La nostra domanda di ricerca - quali sono le modalità di appartenenza, partecipazione e cambiamenti generazionali dei gruppi religiosi locali in tre città italiane, attraverso tutte le tradizioni religiose – si è focalizzata sull’esplorazione delle differenze (e le somiglianze) tra i gruppi religiosi locali, quindi tra gli appartenenti alla tradizione religiosa dominante (cattolicesimo) e i gruppi minoritari esplorando la diversità religiosa all'interno dei contesti urbani. In modo particolare, lo studio della diversità religiosa all'interno delle città, rispetto alla scala nazionale, suggerisce la possibilità di un'analisi più dettagliata delle dimensioni della diversità, scoprendo "una realtà sostanzialmente più ricca e dinamica" (Bouma et al. 2021, p. 2). Da questo punto di vista è possibile considerare una composizione religiosa più complessa, i processi migratori e le dinamiche delle comunità locali, mostrando come la diversità religiosa (Burchardt 2019; Martínez-Ariño 2019) possa essere analizzata attraverso la varietà di forme di partecipazione religiosa, di insegnamento, di culto, nonché di impegno sociale e di iniziative interreligiose dei gruppi religiosi locali.

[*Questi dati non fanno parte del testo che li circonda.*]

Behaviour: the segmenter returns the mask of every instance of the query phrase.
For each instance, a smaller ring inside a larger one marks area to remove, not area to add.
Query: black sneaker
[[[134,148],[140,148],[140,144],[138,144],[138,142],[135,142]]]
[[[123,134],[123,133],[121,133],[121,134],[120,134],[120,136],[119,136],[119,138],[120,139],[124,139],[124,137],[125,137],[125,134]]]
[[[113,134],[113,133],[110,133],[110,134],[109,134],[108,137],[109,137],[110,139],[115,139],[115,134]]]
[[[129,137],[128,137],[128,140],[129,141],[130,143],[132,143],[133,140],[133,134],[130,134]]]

I risultati del nostro studio mostrano che negli ultimi 10 anni le dinamiche di crescita della partecipazione religiosa regolare di adulti e bambini risultano diversificate all'interno delle comunità, così come le modalità di adesione e partecipazione variano a seconda delle tradizioni religiose presenti nelle tre città considerate (Bologna, Milano e Brescia). In particolare, illustreremo le differenze tra l'appartenenza formale a gruppi religiosi, il numero di persone associate in qualche modo alla vita religiosa di questa congregazione e il numero di persone - sia gli adulti che i bambini - che partecipano settimanalmente alle funzioni o ad altre attività della congregazione specificamente incentrate sulla trasmissione della tradizione religiosa ai giovani di tutte le tradizioni religiose.